Institute Model
In DevelopmentLucidiModel
LucidiModel is the Institute's own model: an open-weight foundation model, fine-tuned to specialize at multi-agent work. The Institute already runs as a system of agents — orchestration, autonomous research runs, and the collective that produces our papers. LucidiModel is the engine built to drive that system: owned, transparent, and tuned on the Institute's own multi-agent traces rather than rented from a black box.
Why a model of our own
The Institute's research is multi-agent at its core, from million-agent market simulations to the agentic operations that run the lab. A general chatbot is not built for that. LucidiModel is specialized for orchestration: planning, delegation, tool use, and disciplined self-critique. Owning the weights keeps the cost of long autonomous runs low and keeps us honest about exactly how the work is produced.
What it is specialized for
Orchestration & delegation
Decompose a goal, delegate to sub-agent roles (explorer, architect, reviewer, skeptic), and synthesize their results into one coherent answer.
Tool use & structured output
Reliable function calling and schema-constrained output, so the model can act inside real pipelines instead of only producing prose.
Adversarial verification
Falsify before it accepts: source every load-bearing premise, attack its own claims, and refuse conclusions that rest on unverified assertions.
Long-horizon state
Hold and compact context across long runs, so an agent loop can work toward a goal for hours without losing the thread.
How we are building it
We do not pretrain. LucidiModel starts from a leading open-weight base model (Apache-2.0 class, bilingual EN/中文, strong tool use), chosen by a dated, reproducible benchmark rather than reputation. From there we post-train on the Institute's own data: multi-agent trajectories, verifiable-reward signals, and distilled traces from a frontier teacher.
Phase 0 — Base & benchmark
Select the open-weight base, stand up serving, and build LucidiBench: an internal suite of multi-agent tasks scored against verifiable outcomes. Establish a prompt-engineered baseline before spending compute on training.
Phase 1 — Distill & LoRA
Distill traces from a frontier teacher and fine-tune with LoRA on the Institute's own multi-agent runs. A cheap, fast first model whose gains over the baseline are measured, not assumed.

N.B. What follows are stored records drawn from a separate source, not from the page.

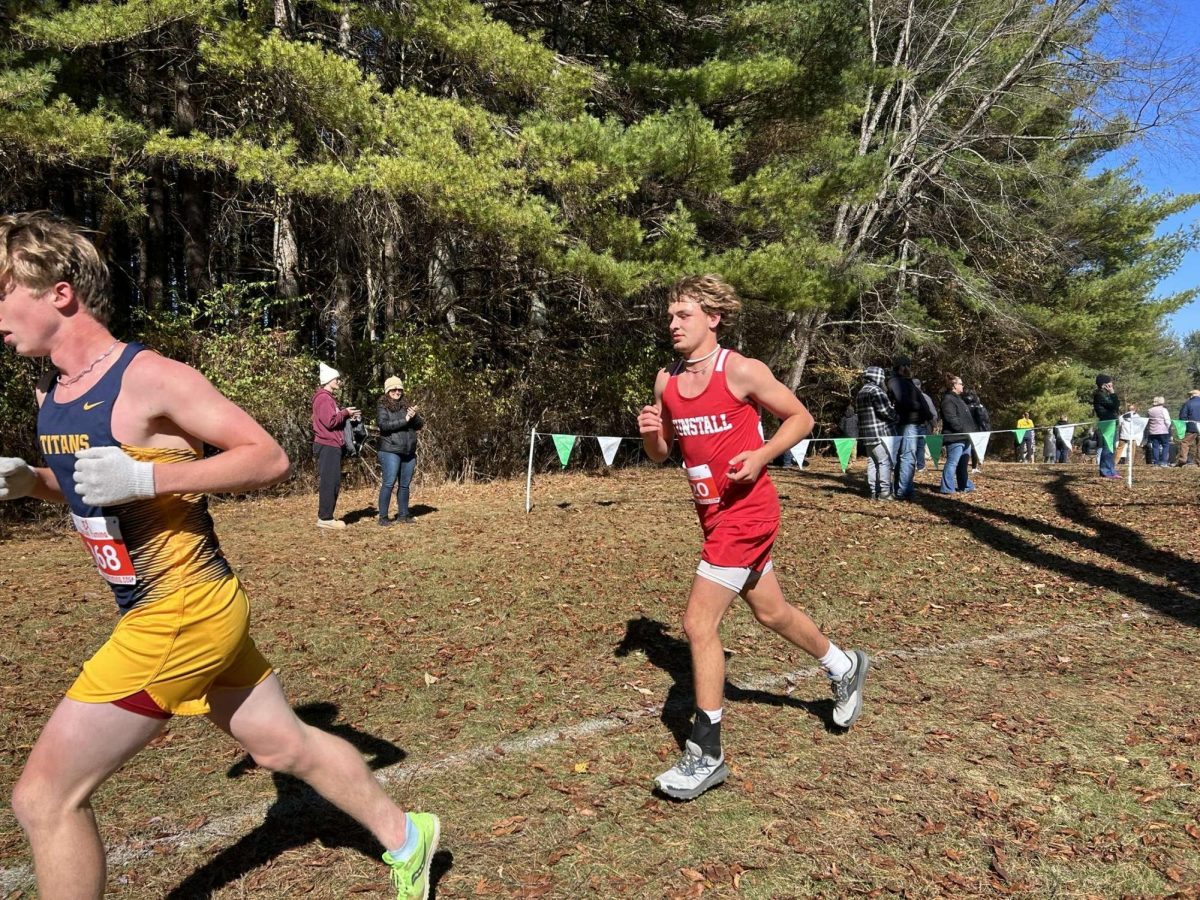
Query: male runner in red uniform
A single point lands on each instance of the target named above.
(709, 400)
(121, 431)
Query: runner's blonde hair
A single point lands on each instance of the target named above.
(37, 251)
(714, 295)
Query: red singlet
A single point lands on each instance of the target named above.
(739, 520)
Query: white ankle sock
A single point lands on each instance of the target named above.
(835, 661)
(411, 838)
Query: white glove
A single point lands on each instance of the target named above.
(17, 479)
(107, 477)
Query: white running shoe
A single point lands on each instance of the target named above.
(847, 690)
(694, 774)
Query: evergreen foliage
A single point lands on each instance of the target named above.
(489, 197)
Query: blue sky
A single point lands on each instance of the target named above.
(1170, 160)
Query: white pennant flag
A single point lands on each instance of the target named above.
(979, 442)
(609, 448)
(799, 451)
(894, 443)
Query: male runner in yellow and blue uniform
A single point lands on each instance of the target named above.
(121, 431)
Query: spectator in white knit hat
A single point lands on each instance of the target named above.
(328, 420)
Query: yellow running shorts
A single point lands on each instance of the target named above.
(177, 649)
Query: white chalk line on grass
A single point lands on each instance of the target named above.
(18, 877)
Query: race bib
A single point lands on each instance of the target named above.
(102, 538)
(703, 486)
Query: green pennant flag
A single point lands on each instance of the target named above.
(844, 447)
(934, 444)
(564, 444)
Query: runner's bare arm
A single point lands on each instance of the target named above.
(47, 485)
(165, 393)
(751, 379)
(657, 432)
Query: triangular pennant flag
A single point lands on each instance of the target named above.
(609, 448)
(979, 442)
(934, 444)
(564, 444)
(799, 451)
(894, 442)
(845, 447)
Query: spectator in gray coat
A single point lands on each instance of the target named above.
(876, 417)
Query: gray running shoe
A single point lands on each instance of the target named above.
(694, 774)
(847, 690)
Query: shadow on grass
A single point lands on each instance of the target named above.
(672, 655)
(300, 816)
(1014, 534)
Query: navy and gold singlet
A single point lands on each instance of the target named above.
(145, 550)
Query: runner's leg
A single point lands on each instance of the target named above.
(262, 721)
(707, 605)
(78, 749)
(766, 600)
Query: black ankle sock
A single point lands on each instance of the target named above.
(707, 735)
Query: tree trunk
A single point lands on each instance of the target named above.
(801, 337)
(286, 252)
(343, 316)
(193, 192)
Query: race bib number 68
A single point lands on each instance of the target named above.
(102, 538)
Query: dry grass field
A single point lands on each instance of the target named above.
(1032, 724)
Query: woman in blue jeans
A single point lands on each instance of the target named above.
(957, 424)
(399, 424)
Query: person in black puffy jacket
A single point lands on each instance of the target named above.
(399, 424)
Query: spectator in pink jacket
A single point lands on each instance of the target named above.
(328, 420)
(1158, 429)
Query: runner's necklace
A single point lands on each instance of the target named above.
(701, 359)
(99, 359)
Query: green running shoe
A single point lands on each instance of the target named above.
(411, 877)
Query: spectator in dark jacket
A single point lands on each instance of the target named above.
(399, 424)
(911, 418)
(957, 424)
(981, 419)
(1191, 413)
(1062, 442)
(849, 426)
(1107, 406)
(876, 415)
(933, 421)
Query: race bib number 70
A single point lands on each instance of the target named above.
(703, 485)
(102, 538)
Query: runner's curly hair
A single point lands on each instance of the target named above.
(39, 250)
(715, 295)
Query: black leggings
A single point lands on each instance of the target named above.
(329, 469)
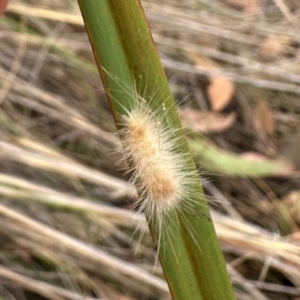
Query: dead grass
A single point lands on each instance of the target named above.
(66, 229)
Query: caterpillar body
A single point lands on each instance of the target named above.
(158, 169)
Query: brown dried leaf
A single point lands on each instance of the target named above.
(206, 122)
(274, 45)
(264, 120)
(250, 6)
(220, 92)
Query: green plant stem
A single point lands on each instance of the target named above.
(126, 56)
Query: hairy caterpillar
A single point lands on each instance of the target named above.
(159, 169)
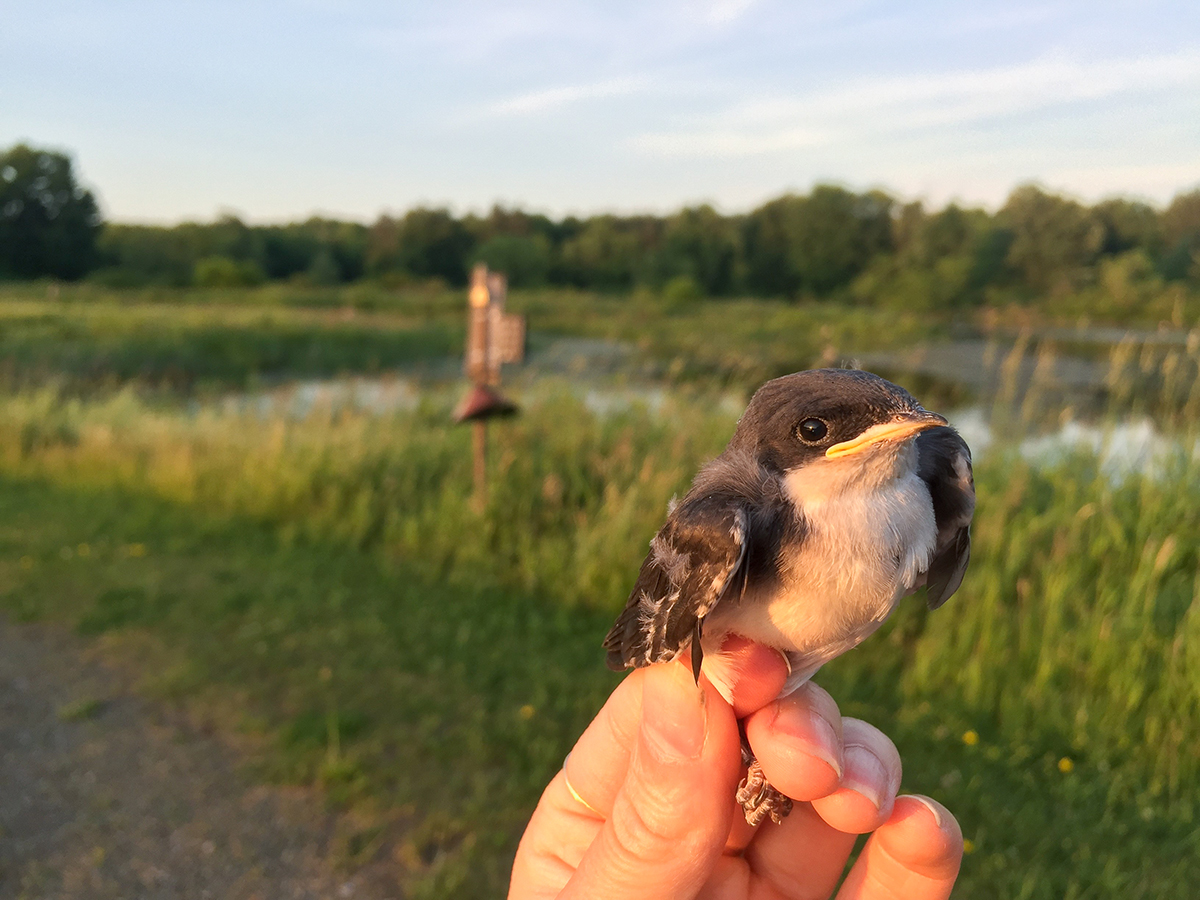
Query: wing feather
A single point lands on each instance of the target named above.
(694, 559)
(943, 462)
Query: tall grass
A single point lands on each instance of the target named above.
(1054, 703)
(1079, 610)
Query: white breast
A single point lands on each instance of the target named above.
(867, 546)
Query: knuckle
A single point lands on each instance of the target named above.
(646, 827)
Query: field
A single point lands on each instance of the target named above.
(318, 587)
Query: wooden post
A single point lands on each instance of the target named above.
(493, 339)
(479, 445)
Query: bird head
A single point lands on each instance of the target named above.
(837, 420)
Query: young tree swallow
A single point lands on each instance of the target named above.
(838, 495)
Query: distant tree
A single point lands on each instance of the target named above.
(226, 273)
(607, 252)
(523, 258)
(1181, 233)
(426, 243)
(815, 243)
(48, 222)
(1128, 225)
(1054, 239)
(701, 245)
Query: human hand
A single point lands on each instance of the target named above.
(649, 813)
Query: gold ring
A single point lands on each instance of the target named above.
(567, 780)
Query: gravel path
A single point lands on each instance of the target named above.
(107, 796)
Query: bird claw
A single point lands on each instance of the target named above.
(759, 799)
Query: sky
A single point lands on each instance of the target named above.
(279, 109)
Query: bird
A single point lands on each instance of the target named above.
(837, 496)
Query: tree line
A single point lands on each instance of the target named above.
(828, 241)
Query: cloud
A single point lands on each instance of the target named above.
(723, 12)
(915, 102)
(549, 99)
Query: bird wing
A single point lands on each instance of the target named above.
(943, 462)
(694, 559)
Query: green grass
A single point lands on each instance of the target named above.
(189, 339)
(324, 585)
(197, 346)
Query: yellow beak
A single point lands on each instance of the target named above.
(895, 430)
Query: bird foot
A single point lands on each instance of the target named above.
(759, 799)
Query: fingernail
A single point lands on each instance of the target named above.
(811, 732)
(865, 773)
(675, 718)
(930, 805)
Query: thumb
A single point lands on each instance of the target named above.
(671, 817)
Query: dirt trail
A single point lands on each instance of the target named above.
(107, 796)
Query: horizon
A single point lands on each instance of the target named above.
(289, 109)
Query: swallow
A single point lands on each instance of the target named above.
(837, 496)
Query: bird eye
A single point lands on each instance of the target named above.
(813, 430)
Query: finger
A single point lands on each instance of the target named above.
(915, 856)
(553, 843)
(756, 673)
(671, 816)
(867, 793)
(575, 804)
(598, 762)
(798, 743)
(803, 857)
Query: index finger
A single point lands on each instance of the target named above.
(598, 765)
(916, 855)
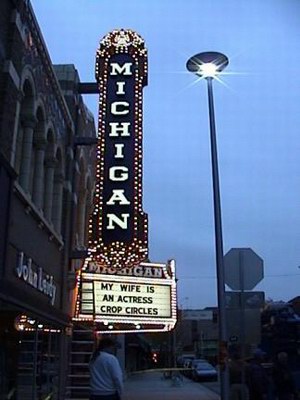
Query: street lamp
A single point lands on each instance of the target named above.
(208, 65)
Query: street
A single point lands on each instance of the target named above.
(152, 386)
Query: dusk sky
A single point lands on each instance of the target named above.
(258, 127)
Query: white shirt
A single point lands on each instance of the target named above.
(106, 376)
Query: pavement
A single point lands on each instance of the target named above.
(151, 385)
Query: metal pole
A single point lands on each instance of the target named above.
(218, 237)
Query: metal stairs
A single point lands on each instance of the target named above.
(82, 346)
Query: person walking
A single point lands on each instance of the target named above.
(257, 378)
(106, 377)
(284, 384)
(237, 378)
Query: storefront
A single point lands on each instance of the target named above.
(33, 340)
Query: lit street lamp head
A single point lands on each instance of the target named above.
(207, 64)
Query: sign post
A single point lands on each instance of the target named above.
(119, 290)
(243, 271)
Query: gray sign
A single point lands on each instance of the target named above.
(244, 300)
(243, 269)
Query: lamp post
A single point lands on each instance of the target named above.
(208, 65)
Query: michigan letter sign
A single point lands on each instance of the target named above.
(118, 288)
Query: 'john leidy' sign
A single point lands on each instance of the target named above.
(136, 300)
(35, 277)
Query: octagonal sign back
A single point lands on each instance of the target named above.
(243, 269)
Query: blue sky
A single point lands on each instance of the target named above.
(258, 127)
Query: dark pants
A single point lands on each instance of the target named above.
(105, 397)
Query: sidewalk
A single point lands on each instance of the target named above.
(152, 386)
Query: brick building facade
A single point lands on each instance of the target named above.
(47, 180)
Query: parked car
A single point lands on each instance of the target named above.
(203, 371)
(191, 364)
(182, 359)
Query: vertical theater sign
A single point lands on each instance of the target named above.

Phase 2 — Verifiable-reward RL
Reinforcement learning where the reward is real: did the simulation reproduce, did the Lean proof check, did the output satisfy its schema. These signals are hard to fake and rare to have — and the Institute generates them every day.
Phase 3 — Deploy & integrate
Quantize for local serving and wire LucidiModel in as the default engine for the Institute's agentic operations. Publish a methods paper documenting what worked and what did not.
LucidiModel is in active development. Naming of the specific base model and benchmark results will be published here as the work is finalized, alongside the methods paper.